I don’t know whether you’re using the term ‘mentor’ correctly OP. As far as I know a mentor is someone senior to you. If you were looking to break into a different industry and someone gave you tips they’d be a ... contact?
In any case Debbie was being unethical by not telling you that she had also applied. I’d steer clear of her. No matter what other posters say about ‘free and fair’ competition - business is built on trust and relationships! There are rules and then there are ethics..

billy1966 · 17/02/2021 21:33

Of course she has behaved shabbily by applying for a job you told her about, and went over your CV with.

It's a case of decency, but sadly YABU to expect any more from someone you knew only vaguely.

Don't say a word to her, you may well get a chance of another opportunity.
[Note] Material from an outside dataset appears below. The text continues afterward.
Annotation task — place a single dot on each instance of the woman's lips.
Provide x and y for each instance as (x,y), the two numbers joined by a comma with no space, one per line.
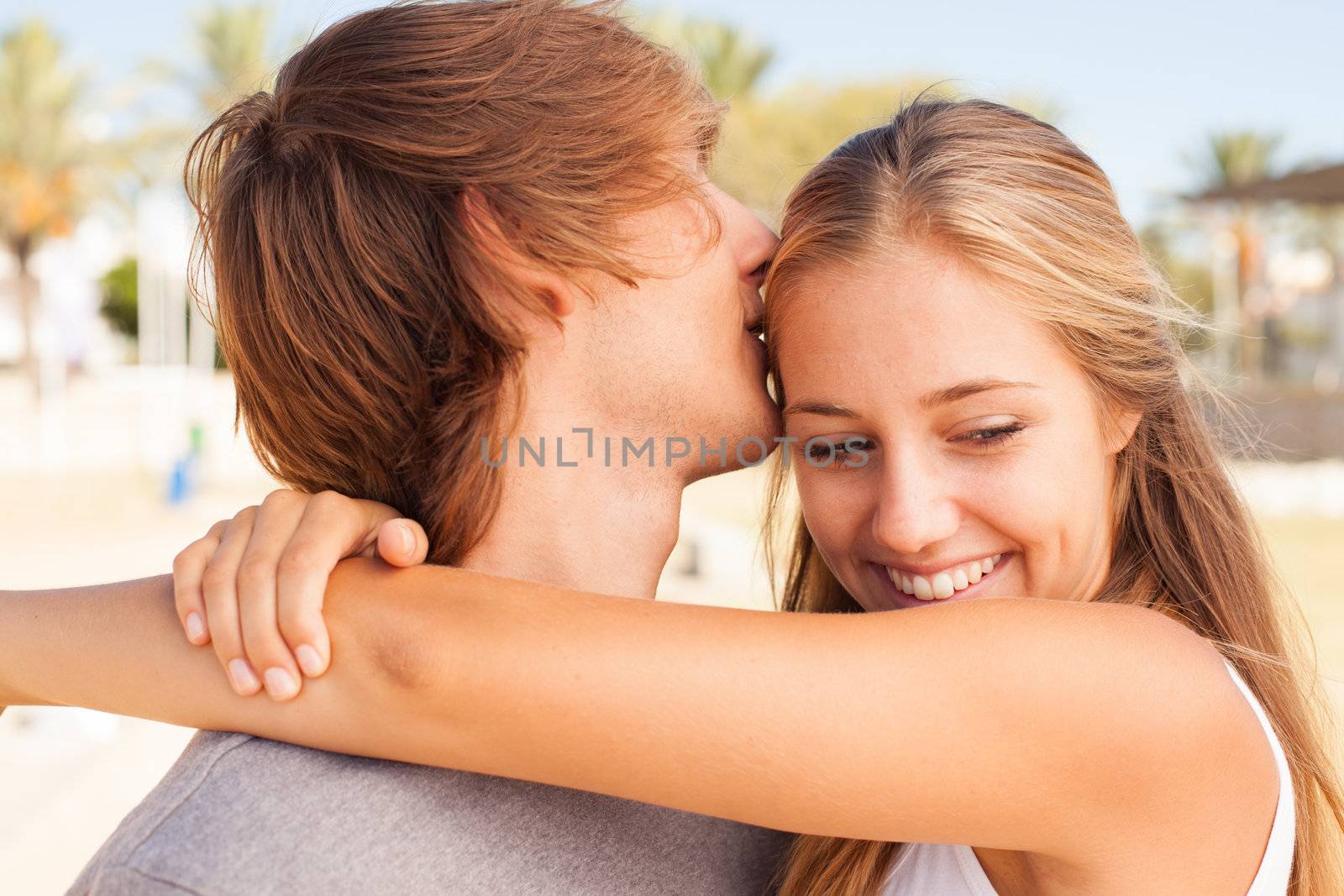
(941,586)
Send her a congratulatory email, there is nothing to be gained by displaying your upset.

Play the long game.

Unfortunately your mother and partner are correct, you shouldn't have said a word, this is not an uncommon occurrence as they are clearly aware.

Terribly, terribly upsetting for you OP.
Very disappointing.
So sorry. Flowers

HeelsHandbagPerfumeCoffee · 17/02/2021 21:34

There are rules and then there are ethics Yes and none have been broken
There is no code of rule that one has to stand aside for a work acquaintance
Debbie had no reason to not pursue a post,in case op got upset

CovidHalloween · 17/02/2021 21:35

Some people have the gift of the gob and lie their way through an interview to get the job but they don’t last in this new job, assuming that she’s not fit for this role as you say.
Having said that, my friend trained this junior girl in her office for at least year then the trainee girl was then promoted to be the trainer’s boss by the manager.
She was awful at her job ( in everyone else’s opinion at the office) but the boss liked her and for some reason kept her as she became part of the “in” group.

Scarlettpixie · 17/02/2021 21:38

Maybe it was her dream job too. The employer must have thought she was the best candidate. Thats how it goes sometimes. She did nothing wrong.